We have seen the dropping of the SNP’s flagship policy from 2007 pledging to replace the Council Tax, with a pledge to reform the Council Tax.  We have also seen Sturgeon rule out adopting a 50% tax rate when the Smith Commission proposals come into force.   Both policy changes arguably mark a shift towards a less progressive taxation regime.  That’s not to say that the SNP have completely abandoned a centre left perspective/world view.  The policy on Baby Boxes is a fine policy, and the SNP were the only party in the whole of the UK to stand up for Immigration during the EU Referendum.  However, with the controversy over the recent budget and the poor performance of Scotrail, there is the beginning of the sense that the curse of the third term is beginning to set in.  That’s before we mention the SNP’s response to the EU referendum result, using this as a ‘material change’ trigger to a second EU referendum.  I’d said before that I don’t think that this will be the issue that sparks the move towards Independence that the SNP are looking for, and polling shows that.  Theresa May’s rumoured policy regarding the UK’s leaving of the European Court of Human Rights will be another matter.

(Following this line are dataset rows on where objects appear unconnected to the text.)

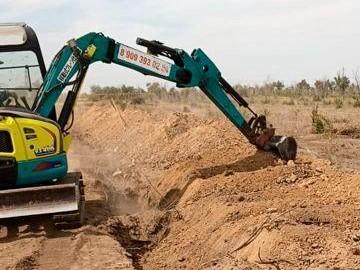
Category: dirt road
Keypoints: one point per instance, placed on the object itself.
(173, 191)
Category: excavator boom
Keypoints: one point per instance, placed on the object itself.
(34, 176)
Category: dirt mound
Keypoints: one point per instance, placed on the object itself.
(175, 191)
(228, 205)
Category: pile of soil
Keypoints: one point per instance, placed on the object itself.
(175, 191)
(226, 204)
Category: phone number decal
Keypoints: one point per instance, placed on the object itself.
(144, 60)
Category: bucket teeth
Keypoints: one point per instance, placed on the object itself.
(285, 147)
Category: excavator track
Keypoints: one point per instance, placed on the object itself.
(73, 219)
(63, 200)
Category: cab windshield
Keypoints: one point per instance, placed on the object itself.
(20, 79)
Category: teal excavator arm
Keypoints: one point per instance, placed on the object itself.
(195, 70)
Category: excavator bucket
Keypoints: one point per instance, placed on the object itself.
(285, 147)
(63, 200)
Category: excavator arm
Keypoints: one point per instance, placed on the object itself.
(70, 65)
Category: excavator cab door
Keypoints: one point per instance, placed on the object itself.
(22, 67)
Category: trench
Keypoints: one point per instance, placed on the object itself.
(135, 222)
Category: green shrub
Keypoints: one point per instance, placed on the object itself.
(339, 103)
(290, 102)
(320, 123)
(267, 100)
(356, 103)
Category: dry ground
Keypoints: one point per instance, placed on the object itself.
(174, 190)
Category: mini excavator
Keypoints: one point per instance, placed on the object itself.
(35, 138)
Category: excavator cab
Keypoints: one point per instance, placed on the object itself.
(31, 146)
(22, 67)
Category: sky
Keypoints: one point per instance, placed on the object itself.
(251, 41)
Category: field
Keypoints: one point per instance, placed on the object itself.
(173, 185)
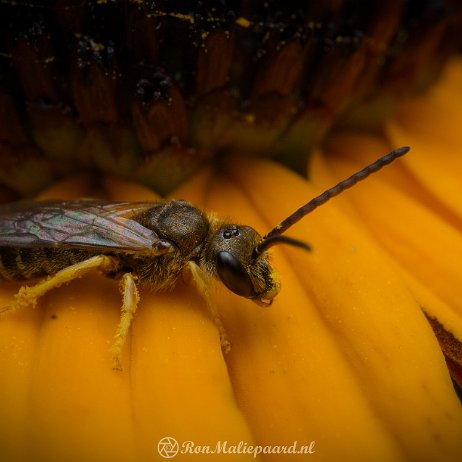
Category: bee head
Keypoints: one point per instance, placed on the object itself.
(242, 264)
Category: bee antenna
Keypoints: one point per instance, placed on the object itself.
(332, 192)
(274, 240)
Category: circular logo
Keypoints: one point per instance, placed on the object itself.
(168, 447)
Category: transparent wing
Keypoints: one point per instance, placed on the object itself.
(80, 223)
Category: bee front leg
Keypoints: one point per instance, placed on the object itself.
(129, 305)
(201, 286)
(28, 295)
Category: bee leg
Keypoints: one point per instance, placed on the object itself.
(129, 304)
(28, 295)
(201, 286)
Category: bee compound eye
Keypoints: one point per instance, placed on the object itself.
(233, 274)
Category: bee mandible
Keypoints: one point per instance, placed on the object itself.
(145, 244)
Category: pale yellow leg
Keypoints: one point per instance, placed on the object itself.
(129, 305)
(201, 286)
(28, 295)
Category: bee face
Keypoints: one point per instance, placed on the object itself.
(231, 256)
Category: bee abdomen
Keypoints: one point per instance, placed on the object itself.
(24, 263)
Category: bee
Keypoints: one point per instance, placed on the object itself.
(145, 244)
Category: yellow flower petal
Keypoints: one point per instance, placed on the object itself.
(343, 357)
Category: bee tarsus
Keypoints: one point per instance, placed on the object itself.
(145, 243)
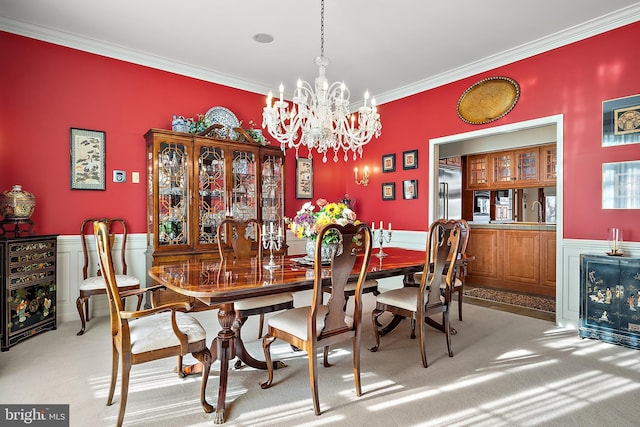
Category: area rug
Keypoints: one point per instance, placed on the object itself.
(513, 298)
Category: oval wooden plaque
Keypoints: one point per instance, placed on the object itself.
(488, 100)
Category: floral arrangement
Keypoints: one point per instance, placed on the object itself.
(308, 222)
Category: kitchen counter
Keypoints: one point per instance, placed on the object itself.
(539, 226)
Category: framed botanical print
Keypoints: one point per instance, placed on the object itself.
(388, 191)
(410, 189)
(389, 163)
(410, 159)
(621, 121)
(87, 159)
(304, 179)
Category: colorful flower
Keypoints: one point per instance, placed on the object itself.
(307, 222)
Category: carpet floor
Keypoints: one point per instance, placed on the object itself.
(513, 298)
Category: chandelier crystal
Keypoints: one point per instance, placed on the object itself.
(319, 116)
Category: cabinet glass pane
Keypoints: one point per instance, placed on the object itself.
(243, 193)
(272, 195)
(212, 198)
(502, 168)
(478, 170)
(527, 166)
(172, 194)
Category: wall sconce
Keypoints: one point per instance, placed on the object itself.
(365, 179)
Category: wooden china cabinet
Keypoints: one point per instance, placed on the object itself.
(194, 182)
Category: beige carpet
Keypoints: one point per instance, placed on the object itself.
(508, 370)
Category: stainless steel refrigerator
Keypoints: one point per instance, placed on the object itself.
(450, 191)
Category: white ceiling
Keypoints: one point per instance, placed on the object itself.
(393, 48)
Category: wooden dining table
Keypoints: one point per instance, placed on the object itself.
(219, 284)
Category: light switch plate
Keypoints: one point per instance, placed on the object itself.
(119, 176)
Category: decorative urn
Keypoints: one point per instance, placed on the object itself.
(16, 204)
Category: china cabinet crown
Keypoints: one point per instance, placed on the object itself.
(195, 182)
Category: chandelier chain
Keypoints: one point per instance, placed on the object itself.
(322, 28)
(318, 116)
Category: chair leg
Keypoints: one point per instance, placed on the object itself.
(356, 364)
(261, 325)
(205, 358)
(80, 303)
(179, 369)
(266, 343)
(124, 388)
(313, 378)
(422, 340)
(447, 331)
(325, 357)
(376, 331)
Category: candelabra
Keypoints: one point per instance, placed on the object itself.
(271, 241)
(382, 237)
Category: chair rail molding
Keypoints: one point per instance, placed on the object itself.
(567, 286)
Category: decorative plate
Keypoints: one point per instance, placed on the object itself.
(223, 116)
(488, 100)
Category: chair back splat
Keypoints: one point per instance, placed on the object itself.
(143, 336)
(322, 325)
(93, 283)
(238, 240)
(431, 296)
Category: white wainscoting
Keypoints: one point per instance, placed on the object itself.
(69, 274)
(567, 283)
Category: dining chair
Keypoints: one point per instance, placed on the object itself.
(461, 271)
(322, 325)
(151, 334)
(433, 295)
(93, 282)
(243, 240)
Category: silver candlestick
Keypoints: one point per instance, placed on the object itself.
(272, 242)
(381, 239)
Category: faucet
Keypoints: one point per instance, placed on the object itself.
(533, 206)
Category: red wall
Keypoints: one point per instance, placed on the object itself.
(47, 89)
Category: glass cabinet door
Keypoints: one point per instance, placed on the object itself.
(272, 190)
(173, 195)
(212, 200)
(243, 190)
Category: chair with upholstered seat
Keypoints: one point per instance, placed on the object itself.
(242, 240)
(322, 325)
(433, 296)
(461, 271)
(143, 336)
(93, 282)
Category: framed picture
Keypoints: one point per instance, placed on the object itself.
(87, 159)
(389, 163)
(410, 189)
(388, 191)
(304, 179)
(410, 159)
(620, 183)
(621, 121)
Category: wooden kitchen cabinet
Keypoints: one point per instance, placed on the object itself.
(195, 182)
(478, 172)
(548, 165)
(519, 168)
(521, 260)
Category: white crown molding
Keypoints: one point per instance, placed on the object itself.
(579, 32)
(562, 38)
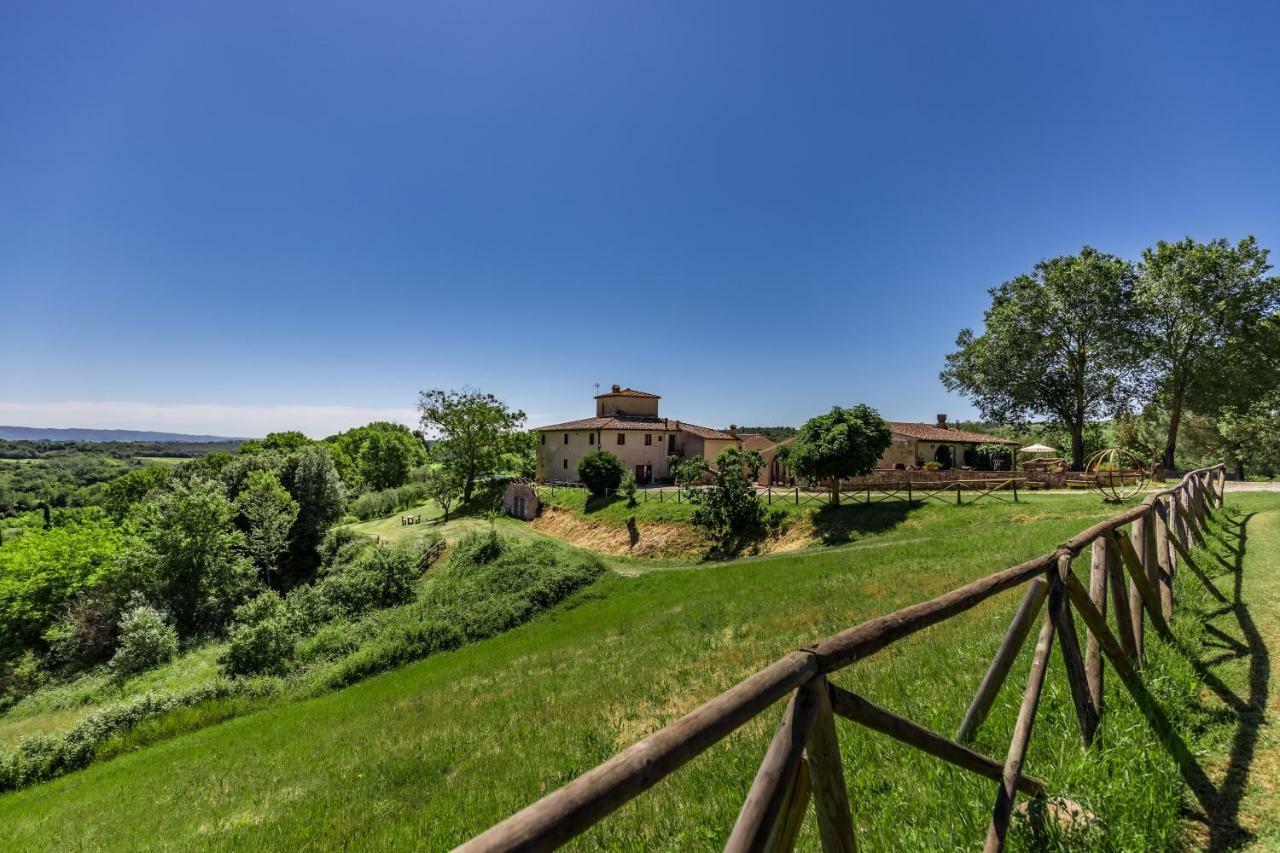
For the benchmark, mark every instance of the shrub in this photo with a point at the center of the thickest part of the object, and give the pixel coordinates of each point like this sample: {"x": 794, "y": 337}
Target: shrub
{"x": 476, "y": 548}
{"x": 261, "y": 638}
{"x": 307, "y": 609}
{"x": 341, "y": 544}
{"x": 21, "y": 678}
{"x": 374, "y": 505}
{"x": 330, "y": 642}
{"x": 600, "y": 471}
{"x": 627, "y": 488}
{"x": 728, "y": 510}
{"x": 48, "y": 756}
{"x": 263, "y": 647}
{"x": 146, "y": 641}
{"x": 379, "y": 578}
{"x": 400, "y": 646}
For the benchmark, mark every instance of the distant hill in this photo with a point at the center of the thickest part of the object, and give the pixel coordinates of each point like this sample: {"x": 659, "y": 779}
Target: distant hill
{"x": 73, "y": 434}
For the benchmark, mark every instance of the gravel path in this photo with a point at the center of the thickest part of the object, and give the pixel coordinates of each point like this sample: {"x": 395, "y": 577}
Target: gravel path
{"x": 1252, "y": 487}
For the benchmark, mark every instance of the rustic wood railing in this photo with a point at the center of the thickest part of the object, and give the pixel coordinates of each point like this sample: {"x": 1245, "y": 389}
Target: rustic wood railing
{"x": 803, "y": 761}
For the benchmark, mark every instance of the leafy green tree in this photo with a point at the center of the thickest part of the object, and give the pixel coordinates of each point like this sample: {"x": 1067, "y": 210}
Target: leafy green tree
{"x": 287, "y": 442}
{"x": 44, "y": 571}
{"x": 146, "y": 642}
{"x": 1203, "y": 306}
{"x": 842, "y": 443}
{"x": 347, "y": 470}
{"x": 472, "y": 428}
{"x": 312, "y": 480}
{"x": 127, "y": 489}
{"x": 186, "y": 555}
{"x": 728, "y": 509}
{"x": 600, "y": 471}
{"x": 444, "y": 487}
{"x": 269, "y": 512}
{"x": 384, "y": 461}
{"x": 1059, "y": 342}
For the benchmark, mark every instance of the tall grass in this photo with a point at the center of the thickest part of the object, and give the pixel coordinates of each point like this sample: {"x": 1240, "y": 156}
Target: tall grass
{"x": 428, "y": 755}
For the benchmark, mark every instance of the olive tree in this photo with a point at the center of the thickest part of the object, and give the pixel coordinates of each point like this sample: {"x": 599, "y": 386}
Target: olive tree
{"x": 844, "y": 442}
{"x": 1206, "y": 309}
{"x": 1060, "y": 342}
{"x": 472, "y": 430}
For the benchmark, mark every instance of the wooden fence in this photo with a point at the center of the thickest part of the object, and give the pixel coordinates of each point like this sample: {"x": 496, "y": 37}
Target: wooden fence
{"x": 954, "y": 491}
{"x": 430, "y": 553}
{"x": 803, "y": 761}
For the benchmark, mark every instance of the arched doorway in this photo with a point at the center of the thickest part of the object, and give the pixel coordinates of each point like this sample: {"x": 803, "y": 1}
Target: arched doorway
{"x": 942, "y": 456}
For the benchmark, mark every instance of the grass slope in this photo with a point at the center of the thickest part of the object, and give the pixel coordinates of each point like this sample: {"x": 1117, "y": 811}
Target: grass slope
{"x": 429, "y": 755}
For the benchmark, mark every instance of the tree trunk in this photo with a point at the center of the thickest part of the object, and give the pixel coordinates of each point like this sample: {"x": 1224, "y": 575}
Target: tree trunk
{"x": 1175, "y": 419}
{"x": 1077, "y": 446}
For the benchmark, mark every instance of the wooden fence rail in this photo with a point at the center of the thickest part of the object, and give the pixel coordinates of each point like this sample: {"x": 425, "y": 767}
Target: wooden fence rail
{"x": 803, "y": 761}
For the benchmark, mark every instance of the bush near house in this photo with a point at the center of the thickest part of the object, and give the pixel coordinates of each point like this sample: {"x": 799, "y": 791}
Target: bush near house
{"x": 600, "y": 471}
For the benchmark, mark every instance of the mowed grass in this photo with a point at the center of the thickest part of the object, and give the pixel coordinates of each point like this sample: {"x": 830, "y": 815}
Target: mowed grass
{"x": 426, "y": 756}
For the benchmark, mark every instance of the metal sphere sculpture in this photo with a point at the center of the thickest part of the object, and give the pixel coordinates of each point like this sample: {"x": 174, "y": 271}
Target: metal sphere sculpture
{"x": 1119, "y": 475}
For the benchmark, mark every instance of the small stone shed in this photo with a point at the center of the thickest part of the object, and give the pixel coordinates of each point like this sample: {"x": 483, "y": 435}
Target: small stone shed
{"x": 520, "y": 501}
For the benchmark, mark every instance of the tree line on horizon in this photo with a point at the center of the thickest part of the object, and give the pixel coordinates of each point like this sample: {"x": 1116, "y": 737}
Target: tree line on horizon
{"x": 1189, "y": 332}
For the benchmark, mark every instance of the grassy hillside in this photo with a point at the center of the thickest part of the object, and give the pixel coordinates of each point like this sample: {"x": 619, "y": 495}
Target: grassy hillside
{"x": 425, "y": 756}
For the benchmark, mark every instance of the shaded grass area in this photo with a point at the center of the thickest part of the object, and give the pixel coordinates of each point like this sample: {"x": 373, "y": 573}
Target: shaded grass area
{"x": 426, "y": 756}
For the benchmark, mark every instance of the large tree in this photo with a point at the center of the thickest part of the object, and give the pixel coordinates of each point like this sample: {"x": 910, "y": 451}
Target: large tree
{"x": 1205, "y": 306}
{"x": 472, "y": 428}
{"x": 312, "y": 480}
{"x": 269, "y": 512}
{"x": 1059, "y": 343}
{"x": 844, "y": 442}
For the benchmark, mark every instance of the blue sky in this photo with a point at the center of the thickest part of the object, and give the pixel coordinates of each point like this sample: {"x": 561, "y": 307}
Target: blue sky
{"x": 241, "y": 217}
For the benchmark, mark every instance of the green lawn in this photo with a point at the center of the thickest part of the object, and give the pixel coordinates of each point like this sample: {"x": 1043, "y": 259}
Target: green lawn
{"x": 426, "y": 756}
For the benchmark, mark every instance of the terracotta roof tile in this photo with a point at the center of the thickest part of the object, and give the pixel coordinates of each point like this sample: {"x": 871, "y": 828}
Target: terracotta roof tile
{"x": 932, "y": 433}
{"x": 629, "y": 392}
{"x": 638, "y": 423}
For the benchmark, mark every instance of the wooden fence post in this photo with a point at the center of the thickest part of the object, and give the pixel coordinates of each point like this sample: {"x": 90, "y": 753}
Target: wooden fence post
{"x": 1130, "y": 635}
{"x": 1138, "y": 574}
{"x": 1136, "y": 615}
{"x": 1098, "y": 575}
{"x": 1016, "y": 755}
{"x": 764, "y": 802}
{"x": 1005, "y": 656}
{"x": 827, "y": 775}
{"x": 1077, "y": 680}
{"x": 1159, "y": 544}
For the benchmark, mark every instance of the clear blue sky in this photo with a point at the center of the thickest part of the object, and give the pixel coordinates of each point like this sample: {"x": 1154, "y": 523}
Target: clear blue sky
{"x": 224, "y": 217}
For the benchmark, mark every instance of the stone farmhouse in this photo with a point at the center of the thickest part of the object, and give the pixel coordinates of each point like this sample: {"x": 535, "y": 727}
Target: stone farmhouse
{"x": 629, "y": 425}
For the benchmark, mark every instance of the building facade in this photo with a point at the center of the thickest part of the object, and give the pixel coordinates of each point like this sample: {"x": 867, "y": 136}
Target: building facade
{"x": 629, "y": 425}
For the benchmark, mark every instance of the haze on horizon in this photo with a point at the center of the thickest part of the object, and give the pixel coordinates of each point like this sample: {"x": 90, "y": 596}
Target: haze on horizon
{"x": 236, "y": 219}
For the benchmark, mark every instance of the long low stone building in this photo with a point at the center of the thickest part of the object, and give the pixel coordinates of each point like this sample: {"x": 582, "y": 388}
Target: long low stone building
{"x": 629, "y": 425}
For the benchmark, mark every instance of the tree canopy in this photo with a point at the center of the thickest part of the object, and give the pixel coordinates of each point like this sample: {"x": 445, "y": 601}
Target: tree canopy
{"x": 1207, "y": 310}
{"x": 1057, "y": 342}
{"x": 844, "y": 442}
{"x": 472, "y": 429}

The backdrop of division and acrimony continued throughout 2016, and thanks to the EU Referendum, deepened.  How this will play out in the key elections due in France & Germany remains to be seen, with the outcome of both having a direct influence on what kind of Brexit we will receive. Here there will be council elections, with all of the Scottish Councils up for grabs.  The big questions for 2017 will be: Will May go for an early election? Will Corbyn survive the year as Labour Leader? If Article 50 is triggered in the Spring, what is Sturgeon’s response? Will Labour split?  And what will happen to UKIP?

Before we find out, may I wish you all a Happy New Year and see you in 2017 for this blog’s tenth anniversary.